Das 687 mulheres inquiridas que sofreram pelo menos um ato de violência por parte do parceiro e/ou não parceiro, apenas 21 reportaram às autoridades policiais e em apenas um dos casos o agressor foi detido. O silêncio das vítimas é ainda explicável pelo facto de 50% considerar a violência doméstica aceitável e apenas 23% conhecer os serviços e entidades que prestam apoio às vítimas de violência contra a mulher.
A divulgação de serviços de apoio à vítima, incluindo autoridades policiais, serviços de saúde, serviços jurídicos e de assistência social é essencial para garantir cuidados e proteção às vítimas de violência. O estudo evidencia a urgência da ação em favor da defesa dos direitos das mulheres e crianças face à violência que se verifica constante e normalizada ao longo da vida de crianças, raparigas e mulheres.

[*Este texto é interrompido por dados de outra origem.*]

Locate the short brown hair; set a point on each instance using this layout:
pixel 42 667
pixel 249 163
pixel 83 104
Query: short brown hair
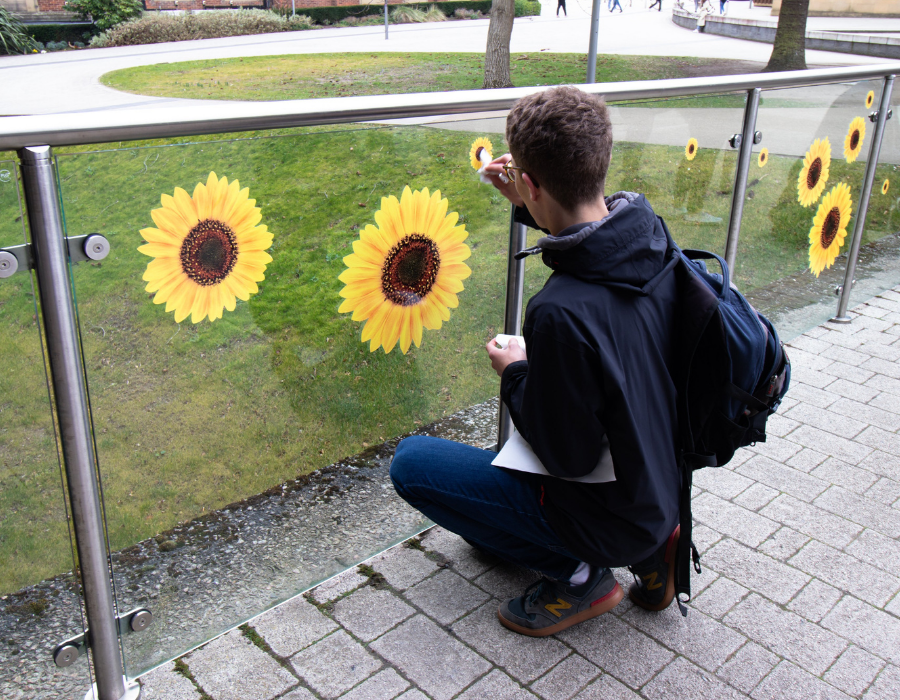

Os dados sublinham a importância da intensificação de ações de sensibilização e formação sobre leis e educação parental, agindo em prol da mudança dentro do seio familiar, comunitário e da sociedade guineense em geral, mobilizando homens e líderes comunitários para a promoção da paz, bem-estar e harmonia no seio familiar.
A mudança desta realidade passará igualmente pela responsabilização e trabalho em rede de autoridades e entidades envolvidas, garantindo as intervenções e o seguimento necessários, desde a identificação dos casos, passando pelo atendimento às vítimas, eventual acolhimento das mesmas, acompanhamento e proteção psicossocial, registo pelas autoridades policiais e encaminhamento para o acompanhamento judicial junto do tribunal. Estas etapas são fundamentais para que as mulheres e meninas vítimas de violência, nas suas diferentes formas, vejam os seus direitos protegidos e garantidos na Guiné-Bissau.